Die Stadtgemeinde Neusiedl am See liegt am Rand des Neusiedler Sees, am Fuß der Parndorfer Platte. In den tief eingeschnittenen Trockentälern - wie dem Teichbachtal, die sich am Abbruch der Parndorfer Platte herausgebildet haben, sammelte sich bei Starkregenereignissen das Wasser. Die in Richtung der Ortschaft führenden Gräben konnten das Wasser nicht mehr fassen und der Bach uferte aus. Im Ortsgebiet kam es regelmäßig zu Überflutungen der Straßen und der angrenzenden Häuser.
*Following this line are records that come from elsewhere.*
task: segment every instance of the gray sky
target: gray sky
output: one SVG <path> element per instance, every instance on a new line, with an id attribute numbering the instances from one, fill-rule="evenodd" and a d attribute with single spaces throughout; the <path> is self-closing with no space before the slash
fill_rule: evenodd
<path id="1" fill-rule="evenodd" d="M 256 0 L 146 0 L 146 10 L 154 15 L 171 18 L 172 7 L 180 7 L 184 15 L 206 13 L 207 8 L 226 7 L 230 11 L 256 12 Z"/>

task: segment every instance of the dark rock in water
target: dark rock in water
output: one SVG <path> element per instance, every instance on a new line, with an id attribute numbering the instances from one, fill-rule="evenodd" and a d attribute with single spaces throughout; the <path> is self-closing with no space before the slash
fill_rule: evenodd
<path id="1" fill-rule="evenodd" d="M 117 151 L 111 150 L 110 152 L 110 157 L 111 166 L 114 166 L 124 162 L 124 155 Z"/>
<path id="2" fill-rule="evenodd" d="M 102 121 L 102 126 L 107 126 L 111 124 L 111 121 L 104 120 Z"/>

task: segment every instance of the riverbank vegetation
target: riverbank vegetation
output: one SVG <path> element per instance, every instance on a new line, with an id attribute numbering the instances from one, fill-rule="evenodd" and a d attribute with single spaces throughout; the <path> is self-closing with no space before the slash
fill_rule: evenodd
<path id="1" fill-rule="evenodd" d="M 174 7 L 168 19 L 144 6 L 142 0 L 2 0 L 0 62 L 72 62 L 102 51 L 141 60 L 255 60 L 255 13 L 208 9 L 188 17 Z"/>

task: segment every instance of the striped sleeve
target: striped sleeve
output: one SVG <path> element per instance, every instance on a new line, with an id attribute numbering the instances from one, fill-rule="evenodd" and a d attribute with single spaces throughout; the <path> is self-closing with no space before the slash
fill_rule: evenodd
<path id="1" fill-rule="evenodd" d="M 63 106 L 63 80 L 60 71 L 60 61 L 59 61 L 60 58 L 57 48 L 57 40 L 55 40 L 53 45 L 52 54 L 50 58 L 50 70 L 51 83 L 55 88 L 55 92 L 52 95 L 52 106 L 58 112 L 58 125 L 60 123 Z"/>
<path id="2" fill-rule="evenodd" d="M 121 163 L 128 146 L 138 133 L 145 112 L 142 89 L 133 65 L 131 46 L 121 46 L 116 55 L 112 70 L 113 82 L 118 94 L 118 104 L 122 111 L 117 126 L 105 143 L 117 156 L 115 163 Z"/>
Durch den Bau eines Rückhaltebeckens am Rande des Ortsgebietes, die Eintiefung des weiterführenden Grabens, die Vergrößerung der Abflussquerschnitte und der Durchlässe soll das Siedlungsgebiet bei Hochwasser wirkungsvoll geschützt werden. Überflutungen des Siedlungsgebietes bei Starkregenereignissen bis zu einem 100-jährlichen Ereignis sollen in Zukunft verhindert werden.
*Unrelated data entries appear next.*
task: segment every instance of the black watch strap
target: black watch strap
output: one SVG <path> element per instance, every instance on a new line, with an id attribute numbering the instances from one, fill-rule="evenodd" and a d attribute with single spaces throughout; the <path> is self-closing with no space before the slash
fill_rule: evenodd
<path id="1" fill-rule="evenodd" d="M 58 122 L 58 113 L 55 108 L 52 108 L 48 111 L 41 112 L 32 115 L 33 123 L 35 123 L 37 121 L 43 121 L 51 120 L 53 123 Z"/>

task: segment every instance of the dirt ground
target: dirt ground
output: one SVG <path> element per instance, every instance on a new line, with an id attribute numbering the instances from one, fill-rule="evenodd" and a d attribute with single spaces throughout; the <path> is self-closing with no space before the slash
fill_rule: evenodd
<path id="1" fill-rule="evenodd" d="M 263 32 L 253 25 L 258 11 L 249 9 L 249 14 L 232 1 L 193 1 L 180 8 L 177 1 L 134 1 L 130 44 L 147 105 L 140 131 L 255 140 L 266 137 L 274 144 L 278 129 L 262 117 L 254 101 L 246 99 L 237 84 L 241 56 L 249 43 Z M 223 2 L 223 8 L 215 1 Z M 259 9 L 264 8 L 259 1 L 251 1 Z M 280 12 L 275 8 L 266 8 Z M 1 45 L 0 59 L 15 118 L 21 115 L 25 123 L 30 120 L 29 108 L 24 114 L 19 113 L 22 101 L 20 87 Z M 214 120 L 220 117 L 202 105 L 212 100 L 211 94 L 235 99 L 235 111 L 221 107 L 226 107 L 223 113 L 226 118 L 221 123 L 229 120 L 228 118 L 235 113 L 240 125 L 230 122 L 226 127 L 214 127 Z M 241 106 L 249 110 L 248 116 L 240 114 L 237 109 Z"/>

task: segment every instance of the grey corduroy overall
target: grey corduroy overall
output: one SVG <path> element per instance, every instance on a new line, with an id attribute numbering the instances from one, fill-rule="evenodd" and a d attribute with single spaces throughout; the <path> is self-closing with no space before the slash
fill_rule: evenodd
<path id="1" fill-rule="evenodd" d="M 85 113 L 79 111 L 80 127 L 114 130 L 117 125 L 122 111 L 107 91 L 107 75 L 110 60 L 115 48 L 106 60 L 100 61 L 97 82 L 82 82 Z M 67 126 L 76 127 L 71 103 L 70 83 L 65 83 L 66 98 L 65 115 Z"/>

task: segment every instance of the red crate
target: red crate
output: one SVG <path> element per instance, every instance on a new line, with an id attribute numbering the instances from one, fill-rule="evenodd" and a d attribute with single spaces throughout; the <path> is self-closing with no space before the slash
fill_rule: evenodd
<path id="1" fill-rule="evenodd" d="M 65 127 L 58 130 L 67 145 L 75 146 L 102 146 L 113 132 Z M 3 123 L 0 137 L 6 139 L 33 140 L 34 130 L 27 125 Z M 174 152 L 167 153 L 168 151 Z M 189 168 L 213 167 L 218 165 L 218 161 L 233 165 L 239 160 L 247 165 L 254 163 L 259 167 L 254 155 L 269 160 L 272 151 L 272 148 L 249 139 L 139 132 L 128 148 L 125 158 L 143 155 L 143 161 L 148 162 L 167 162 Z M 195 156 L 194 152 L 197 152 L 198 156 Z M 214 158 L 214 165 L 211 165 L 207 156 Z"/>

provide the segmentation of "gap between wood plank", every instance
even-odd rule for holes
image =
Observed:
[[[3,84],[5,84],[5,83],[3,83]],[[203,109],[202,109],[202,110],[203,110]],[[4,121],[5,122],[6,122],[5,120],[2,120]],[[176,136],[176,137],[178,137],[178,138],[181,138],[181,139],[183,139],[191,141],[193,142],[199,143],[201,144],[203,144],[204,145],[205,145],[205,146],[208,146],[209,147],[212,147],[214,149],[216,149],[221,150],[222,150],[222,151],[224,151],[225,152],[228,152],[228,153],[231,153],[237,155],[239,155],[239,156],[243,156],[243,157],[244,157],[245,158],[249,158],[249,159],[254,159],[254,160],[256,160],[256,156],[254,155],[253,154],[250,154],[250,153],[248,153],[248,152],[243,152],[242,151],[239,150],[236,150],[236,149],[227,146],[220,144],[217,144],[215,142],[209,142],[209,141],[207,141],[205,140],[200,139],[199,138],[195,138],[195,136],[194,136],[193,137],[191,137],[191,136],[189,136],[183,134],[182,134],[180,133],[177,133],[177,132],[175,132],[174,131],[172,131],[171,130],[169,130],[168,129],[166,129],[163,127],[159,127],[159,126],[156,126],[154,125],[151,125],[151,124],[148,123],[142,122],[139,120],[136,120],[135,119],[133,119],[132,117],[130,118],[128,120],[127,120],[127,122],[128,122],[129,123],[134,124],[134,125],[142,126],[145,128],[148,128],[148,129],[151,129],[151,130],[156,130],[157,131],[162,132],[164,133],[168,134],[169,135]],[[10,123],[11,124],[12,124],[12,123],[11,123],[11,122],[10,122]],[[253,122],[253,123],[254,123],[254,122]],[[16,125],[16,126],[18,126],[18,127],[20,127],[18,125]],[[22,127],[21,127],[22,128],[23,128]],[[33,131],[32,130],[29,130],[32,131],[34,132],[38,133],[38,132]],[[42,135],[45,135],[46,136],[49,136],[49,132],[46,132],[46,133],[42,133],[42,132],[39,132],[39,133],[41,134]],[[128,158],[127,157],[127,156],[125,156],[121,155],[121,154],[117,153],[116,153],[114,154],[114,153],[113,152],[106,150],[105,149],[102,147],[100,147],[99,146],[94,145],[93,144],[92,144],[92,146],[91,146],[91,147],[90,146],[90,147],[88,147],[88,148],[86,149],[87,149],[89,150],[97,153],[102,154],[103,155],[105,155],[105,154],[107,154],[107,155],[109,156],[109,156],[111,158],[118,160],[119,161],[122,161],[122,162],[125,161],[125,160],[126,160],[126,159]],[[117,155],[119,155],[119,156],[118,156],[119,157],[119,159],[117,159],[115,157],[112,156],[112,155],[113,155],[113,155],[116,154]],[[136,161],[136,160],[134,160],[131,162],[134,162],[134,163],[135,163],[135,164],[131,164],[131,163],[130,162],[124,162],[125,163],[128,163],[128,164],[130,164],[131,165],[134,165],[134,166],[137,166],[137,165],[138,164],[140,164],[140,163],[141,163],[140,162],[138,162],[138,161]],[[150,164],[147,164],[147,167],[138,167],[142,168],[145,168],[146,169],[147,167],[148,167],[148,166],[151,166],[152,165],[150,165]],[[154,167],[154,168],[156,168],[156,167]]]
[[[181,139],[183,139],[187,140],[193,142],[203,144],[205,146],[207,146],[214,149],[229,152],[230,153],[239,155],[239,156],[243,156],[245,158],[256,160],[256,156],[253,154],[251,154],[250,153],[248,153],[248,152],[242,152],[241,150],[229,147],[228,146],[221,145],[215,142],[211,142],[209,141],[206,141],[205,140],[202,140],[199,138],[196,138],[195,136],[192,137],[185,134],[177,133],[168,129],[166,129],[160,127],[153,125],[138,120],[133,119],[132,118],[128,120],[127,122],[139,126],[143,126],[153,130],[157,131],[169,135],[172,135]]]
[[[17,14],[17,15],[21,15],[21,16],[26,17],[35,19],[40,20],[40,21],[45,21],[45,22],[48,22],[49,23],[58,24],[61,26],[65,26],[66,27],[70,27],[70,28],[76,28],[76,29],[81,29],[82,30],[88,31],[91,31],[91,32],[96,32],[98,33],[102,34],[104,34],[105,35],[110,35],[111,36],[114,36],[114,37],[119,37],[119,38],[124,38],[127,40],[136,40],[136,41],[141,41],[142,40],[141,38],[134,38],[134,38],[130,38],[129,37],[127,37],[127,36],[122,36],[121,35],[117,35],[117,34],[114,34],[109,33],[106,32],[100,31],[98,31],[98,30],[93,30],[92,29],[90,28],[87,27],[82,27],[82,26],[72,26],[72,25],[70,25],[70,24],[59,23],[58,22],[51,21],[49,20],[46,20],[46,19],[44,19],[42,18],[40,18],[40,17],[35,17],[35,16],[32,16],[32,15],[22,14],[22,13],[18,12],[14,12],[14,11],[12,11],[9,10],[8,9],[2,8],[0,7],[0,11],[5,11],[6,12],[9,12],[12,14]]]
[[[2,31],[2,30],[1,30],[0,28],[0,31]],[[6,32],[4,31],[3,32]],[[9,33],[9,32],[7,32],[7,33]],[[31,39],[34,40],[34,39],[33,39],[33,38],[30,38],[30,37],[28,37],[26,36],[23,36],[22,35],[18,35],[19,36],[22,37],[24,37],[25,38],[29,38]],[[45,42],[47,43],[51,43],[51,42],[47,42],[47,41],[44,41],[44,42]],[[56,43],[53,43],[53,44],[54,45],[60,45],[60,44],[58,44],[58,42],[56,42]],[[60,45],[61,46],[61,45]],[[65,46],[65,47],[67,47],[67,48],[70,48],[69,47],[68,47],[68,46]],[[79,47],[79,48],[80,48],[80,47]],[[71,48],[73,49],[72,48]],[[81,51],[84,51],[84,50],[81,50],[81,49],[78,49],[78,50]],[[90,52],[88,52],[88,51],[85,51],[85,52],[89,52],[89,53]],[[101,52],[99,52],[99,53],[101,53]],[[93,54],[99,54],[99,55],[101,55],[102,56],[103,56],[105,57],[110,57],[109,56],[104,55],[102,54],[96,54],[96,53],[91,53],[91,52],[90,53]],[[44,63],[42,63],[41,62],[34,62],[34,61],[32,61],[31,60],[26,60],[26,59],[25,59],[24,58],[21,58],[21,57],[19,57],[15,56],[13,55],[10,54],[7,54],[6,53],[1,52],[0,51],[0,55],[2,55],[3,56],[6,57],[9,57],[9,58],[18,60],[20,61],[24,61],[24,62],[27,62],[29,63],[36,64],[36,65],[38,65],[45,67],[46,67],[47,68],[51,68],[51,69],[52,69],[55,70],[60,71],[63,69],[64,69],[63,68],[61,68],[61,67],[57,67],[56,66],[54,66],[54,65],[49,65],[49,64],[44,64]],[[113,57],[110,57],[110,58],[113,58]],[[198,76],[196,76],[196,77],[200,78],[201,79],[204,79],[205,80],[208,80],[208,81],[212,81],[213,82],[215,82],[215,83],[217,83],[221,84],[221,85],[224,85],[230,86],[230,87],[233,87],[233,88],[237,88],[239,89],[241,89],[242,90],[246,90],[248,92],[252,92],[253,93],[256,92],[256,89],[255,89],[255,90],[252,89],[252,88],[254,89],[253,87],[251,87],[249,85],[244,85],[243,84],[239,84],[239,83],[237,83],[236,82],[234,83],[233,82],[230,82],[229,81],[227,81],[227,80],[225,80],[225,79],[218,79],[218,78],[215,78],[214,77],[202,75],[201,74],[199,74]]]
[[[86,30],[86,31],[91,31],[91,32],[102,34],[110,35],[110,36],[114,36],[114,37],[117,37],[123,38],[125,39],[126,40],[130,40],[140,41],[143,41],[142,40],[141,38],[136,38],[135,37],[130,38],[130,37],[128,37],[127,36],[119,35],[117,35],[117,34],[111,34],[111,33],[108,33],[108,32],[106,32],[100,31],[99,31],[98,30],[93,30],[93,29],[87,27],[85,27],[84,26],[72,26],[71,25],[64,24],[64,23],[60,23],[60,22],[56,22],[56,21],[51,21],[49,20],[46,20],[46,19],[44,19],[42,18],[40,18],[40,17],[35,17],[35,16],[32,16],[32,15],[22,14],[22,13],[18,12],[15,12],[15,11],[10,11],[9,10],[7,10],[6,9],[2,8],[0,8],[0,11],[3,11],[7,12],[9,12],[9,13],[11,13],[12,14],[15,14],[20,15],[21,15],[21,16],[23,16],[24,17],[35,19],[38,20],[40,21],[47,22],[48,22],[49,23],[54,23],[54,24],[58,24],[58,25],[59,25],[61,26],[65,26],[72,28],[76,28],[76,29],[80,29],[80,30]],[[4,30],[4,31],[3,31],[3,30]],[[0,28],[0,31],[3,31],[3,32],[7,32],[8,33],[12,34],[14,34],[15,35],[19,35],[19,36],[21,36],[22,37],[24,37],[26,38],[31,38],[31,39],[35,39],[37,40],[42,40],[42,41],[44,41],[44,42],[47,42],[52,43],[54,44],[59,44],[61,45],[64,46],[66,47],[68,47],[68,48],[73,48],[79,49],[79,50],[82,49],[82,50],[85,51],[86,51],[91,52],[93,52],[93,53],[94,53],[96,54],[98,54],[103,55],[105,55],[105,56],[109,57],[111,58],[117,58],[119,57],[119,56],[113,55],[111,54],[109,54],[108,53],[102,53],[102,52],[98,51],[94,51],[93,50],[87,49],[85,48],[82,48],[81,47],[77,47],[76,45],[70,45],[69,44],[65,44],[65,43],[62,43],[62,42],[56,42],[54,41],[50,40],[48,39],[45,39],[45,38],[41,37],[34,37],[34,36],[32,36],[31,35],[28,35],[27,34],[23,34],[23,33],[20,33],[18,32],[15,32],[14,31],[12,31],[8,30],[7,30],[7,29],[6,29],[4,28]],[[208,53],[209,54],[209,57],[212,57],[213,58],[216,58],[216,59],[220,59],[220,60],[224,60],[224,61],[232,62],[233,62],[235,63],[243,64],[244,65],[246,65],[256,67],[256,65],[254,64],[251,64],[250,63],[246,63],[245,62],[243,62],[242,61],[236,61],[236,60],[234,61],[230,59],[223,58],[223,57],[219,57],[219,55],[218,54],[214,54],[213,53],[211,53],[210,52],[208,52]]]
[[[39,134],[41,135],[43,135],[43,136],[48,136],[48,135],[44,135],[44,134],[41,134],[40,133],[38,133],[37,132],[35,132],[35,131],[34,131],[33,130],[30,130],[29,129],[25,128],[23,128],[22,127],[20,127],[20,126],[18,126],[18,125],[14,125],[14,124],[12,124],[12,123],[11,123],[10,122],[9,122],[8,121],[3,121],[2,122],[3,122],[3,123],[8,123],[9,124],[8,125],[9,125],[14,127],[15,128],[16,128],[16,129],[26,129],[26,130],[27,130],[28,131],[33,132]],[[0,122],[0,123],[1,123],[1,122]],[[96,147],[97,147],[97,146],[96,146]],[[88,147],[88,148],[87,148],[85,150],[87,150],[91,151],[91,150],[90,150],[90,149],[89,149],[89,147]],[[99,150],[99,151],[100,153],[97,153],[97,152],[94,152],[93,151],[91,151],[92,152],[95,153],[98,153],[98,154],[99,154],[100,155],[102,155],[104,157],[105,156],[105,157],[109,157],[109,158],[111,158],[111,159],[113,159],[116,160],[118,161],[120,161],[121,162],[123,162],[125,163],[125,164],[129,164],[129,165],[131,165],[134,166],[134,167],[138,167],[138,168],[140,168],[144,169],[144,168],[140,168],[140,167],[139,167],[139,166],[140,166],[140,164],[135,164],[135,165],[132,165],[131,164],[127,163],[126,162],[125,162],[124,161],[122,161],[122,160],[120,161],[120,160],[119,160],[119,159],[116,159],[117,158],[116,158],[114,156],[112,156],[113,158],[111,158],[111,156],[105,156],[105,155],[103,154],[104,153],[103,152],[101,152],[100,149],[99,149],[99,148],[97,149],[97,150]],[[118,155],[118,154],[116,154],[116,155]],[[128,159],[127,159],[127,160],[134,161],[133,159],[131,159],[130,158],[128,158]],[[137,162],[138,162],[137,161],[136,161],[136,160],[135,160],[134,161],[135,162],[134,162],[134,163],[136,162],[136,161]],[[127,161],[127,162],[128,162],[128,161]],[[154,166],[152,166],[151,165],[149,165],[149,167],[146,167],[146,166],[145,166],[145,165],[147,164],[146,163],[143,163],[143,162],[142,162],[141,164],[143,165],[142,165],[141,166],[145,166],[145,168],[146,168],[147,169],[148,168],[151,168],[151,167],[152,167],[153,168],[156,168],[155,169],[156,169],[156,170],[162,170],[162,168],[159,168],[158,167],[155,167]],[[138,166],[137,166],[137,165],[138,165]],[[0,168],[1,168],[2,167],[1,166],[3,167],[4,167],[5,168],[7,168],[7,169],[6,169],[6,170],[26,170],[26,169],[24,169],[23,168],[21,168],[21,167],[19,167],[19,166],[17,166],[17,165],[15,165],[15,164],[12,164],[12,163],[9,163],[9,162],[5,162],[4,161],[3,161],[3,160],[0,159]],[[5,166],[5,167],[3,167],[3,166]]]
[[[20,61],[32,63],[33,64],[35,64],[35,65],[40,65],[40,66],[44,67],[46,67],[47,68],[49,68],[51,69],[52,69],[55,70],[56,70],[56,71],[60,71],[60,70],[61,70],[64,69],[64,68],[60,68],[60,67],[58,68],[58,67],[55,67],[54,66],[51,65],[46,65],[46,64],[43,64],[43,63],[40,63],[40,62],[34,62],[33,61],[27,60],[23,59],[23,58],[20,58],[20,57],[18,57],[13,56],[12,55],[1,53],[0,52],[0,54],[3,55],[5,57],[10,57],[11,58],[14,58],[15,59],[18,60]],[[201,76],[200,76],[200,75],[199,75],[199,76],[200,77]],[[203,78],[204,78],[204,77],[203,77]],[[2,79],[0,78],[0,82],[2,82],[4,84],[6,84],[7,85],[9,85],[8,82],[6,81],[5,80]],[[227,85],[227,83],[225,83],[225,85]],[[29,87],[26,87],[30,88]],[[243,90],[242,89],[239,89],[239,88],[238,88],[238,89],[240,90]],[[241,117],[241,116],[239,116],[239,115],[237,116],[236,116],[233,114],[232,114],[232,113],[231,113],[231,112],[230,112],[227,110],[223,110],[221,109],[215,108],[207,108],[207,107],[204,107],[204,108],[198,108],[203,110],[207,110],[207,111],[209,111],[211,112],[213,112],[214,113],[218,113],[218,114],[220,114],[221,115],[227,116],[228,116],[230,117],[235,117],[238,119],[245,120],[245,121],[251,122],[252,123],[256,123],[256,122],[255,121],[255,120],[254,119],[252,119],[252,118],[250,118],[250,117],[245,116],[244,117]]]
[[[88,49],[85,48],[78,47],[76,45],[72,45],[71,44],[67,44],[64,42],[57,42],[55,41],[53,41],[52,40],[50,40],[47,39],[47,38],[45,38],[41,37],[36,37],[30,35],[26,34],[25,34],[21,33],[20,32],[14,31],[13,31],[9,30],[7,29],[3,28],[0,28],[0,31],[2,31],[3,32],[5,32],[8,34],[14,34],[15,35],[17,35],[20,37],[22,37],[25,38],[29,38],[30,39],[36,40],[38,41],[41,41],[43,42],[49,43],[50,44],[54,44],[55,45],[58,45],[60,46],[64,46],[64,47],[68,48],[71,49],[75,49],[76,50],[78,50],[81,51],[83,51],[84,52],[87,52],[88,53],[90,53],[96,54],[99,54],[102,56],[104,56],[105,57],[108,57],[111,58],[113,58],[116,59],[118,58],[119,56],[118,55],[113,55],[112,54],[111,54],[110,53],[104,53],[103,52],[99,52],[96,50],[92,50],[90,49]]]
Planung und Ausbau der Hochwasserschutzmaßnahmen erfolgte nach folgenden Ausbaugrundsätzen:

  • Errichtung von einem großen und zwei kleineren Rückhaltebecken mit einem Gesamtvolumen von rd. 51.000 m³ außerhalb des Siedlungsgebietes zur Aufnahme des Hochwasserabflusses.
  • Ungehinderte Ableitung der gedrosselten Abflussmenge über einen offenen Graben durch das Ortsgebiet von Neusiedl am See bis in den Schilfgürtel des Neusiedler Sees.

Die Auswahl der Baumaßnahmen erfolgte unter dem Gesichtspunkt des naturnahen Wasserbaues und in Abstimmung mit dem Naturschutz. Die Befestigung und Bepflanzung der Gräben und Becken erfolgte ausnahmslos mit standortgerechten Pflanzen und Baustoffen.